Servus,
die Vorstellung von Headshrinker hat mir das Messer schmackhaft gemacht. Ich hab ein wenig die Website von Matthias durchgeschmöckert und mir sein Portfolio in Ruhe zu Gemüte geführt. Letzten Endes habe ich mich für einen leicht abgewandelten Utility Hunter II entschieden. Eben nach dem hier vorgestellten Messer, mit Hechtklinge und einer ausgeprägten Spitze. Die Stahlfrage war mit dem 80CrV2/1.2235 ohnehin zufriedenstellend beantwortet.
Erstmal ein noch ein paar Bilder weil's so schön ist.
Nach wenigen Wochen Wartezeit ist das Messer nun seit ein paar Tagen bei mir. Ich kann Headshrinker’s Aussage, „er mag es gar nicht mehr aus der Hand legen“ gut nachvollziehen, er liegt auch wirklich gut in selbiger und bei dem Verhältnis Klinge zu Griff wohl in fast allen Handgrößen.
Da das Wochenende in meiner Gegend ein Sauwetter begleitet hat, habe ich mich das ganze Wochenende lange dem Hunter gewidmet. Nach ausgiebiger Prüfung mit freiem Auge, habe ich auch dort genau hingeschaut, wo man üblicherweise nur die Fingerkuppe zur Prüfung anlegt. Unter dem Mikroskop zeigte sich eine, über weite Strecken der Schneide recht sauber geschliffenen Facette. Ich vermute mal am Bandschleifer geschliffen und dann noch mit feinem Band gefinisht, da die Facette selbst ballig abgezogen war, das schließt einen Stein erstmal aus und Leder mit Paste verrundet nur die Schneidenspitze nicht aber die ganze Fasenbreite. An zwei oder drei Stellen waren noch tiefe Schnitte von grobem Korn zu sehen und ein paar eingebrochene Stellen an der Schneidenspitze. Die Schärfe war nicht übel, in Zeitungspapier ist es aber nicht wirklich glatt durchgegangen.
Originalschliff:
Das ist keine Kritik am Schliff, sondern einfach eine Bestandaufnahme der Schneide an meinem Messer. Bis auf eine handverlesene Zahl an Messermacher, wird von mir jeden Schneide kontrolliert und frisch geschärft um jedwede „Defektschicht“ zu entfernen und frischen Stahl nach meiner Methode scharf zu machen.
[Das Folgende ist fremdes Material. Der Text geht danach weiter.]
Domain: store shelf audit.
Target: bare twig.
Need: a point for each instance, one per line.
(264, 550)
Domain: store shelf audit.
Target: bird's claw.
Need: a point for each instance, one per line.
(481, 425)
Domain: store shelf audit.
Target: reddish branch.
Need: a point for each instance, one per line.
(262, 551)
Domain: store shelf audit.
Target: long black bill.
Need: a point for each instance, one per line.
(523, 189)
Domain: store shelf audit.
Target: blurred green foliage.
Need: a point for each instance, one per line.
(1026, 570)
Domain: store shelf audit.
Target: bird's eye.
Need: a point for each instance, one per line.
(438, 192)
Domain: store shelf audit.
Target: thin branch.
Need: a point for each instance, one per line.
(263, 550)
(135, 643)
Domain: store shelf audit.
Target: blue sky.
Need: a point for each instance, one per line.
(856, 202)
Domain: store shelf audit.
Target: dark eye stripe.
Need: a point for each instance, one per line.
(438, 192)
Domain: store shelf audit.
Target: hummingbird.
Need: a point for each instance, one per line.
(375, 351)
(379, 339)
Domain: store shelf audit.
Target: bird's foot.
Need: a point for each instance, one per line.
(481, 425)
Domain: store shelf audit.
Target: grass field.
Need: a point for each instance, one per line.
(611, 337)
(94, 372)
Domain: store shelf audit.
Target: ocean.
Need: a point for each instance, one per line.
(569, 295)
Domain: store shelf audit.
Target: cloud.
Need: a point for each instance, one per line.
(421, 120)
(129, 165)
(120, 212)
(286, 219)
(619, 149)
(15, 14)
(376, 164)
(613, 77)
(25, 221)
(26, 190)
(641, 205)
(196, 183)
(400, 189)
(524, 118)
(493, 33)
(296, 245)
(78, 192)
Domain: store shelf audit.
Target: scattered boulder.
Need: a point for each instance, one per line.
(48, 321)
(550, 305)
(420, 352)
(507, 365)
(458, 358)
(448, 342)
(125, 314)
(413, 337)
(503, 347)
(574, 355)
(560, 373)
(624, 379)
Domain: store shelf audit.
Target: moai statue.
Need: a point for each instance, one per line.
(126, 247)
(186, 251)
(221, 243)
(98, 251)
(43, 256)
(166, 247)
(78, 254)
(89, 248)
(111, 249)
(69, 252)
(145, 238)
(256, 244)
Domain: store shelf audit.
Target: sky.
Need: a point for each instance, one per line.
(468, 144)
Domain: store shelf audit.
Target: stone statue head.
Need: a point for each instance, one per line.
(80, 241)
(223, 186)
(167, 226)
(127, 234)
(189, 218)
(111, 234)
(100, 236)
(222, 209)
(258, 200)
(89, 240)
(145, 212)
Hier die "kleinen" Defekte:
Ich habe einen Schleifwinkel von 19° gewählt um nach dem ersten Grundschliff und weiteres scharfhalten durch wetzen, die sich bildende, sägeraue Schneidensspitze mit einer Mikrofase von 20°-21° zu glätten. Das braucht dann immer nur ein paar Züge mit einem feinen Stein zur Schneidenpflege mit so wenig Abtrag wie möglich:
Nach dem Umschleifen habe ich Mikrobilder gemacht, die im Vergleich schön den Unterschied zwischen meinem und den Originalschliff zeigen. Die von mir gesetzte V-Fase ist jetzt eine solide Basis, der ich einiges an Belastung anvertraue und zutraue.
Hier der frische Grundschliff:
Man kann das Messer auch ballig abziehen, oder mit Keramikstab und Leder oder was auch immer bei Laune halten. Jeder soll so machen wie er es für richtig hält, der 80CrV2/1.2235 lässt sich wunderbar leicht nachschärfen.
Natürlich habe ich auch die Klinge vermessen, am Ricasso sind’s 0.65mm und bis zur Spitze hin 0,50mm. Das sind jetzt keine Spitzenwerte für einen leichten Schnitt, aber für eine Messer dieser Gattung geht das völlig in Ordnung. Die Geometrie der Klinge ist symmetrisch geschliffen, mit der Rundung zur Spitze gab es keine Überraschung, die Facette ist weitgehend gleichmäßig breit geblieben. Die Spitze ermöglicht ein bröselarmes Teilen einer Trockenzigarre, was auch einer der kleinen Testprozedere ist, durch das jedes meiner neue Messer durch muss.
Tag darauf habe ich für fünf Köpfe einen Brunch vorbereitet, also jede Menge Rohkost, Obst, Nüsse, Brot usw. geschnitten. Die Klinge ist ja patiniert/brüniert ( was genau weiß ich nicht ) und hat optisch nur an der frischen Schneide und ganz leicht im vorderen Drittel der Klinge reagiert ( Zugschnitt, mit der dünneren Spitze, was sonst ). Der typische Geruch, wenn die verschiedene Säuren am Stahl reagieren war auszumachen. Nach einer guten Stunde Schnippelei war ich fertig und hab mir bewiesen, dass man damit auch Essen vorbereiten und eine zünftige Brotzeit halten kann, wenn es auch nicht die Domäne von dem Messer ist.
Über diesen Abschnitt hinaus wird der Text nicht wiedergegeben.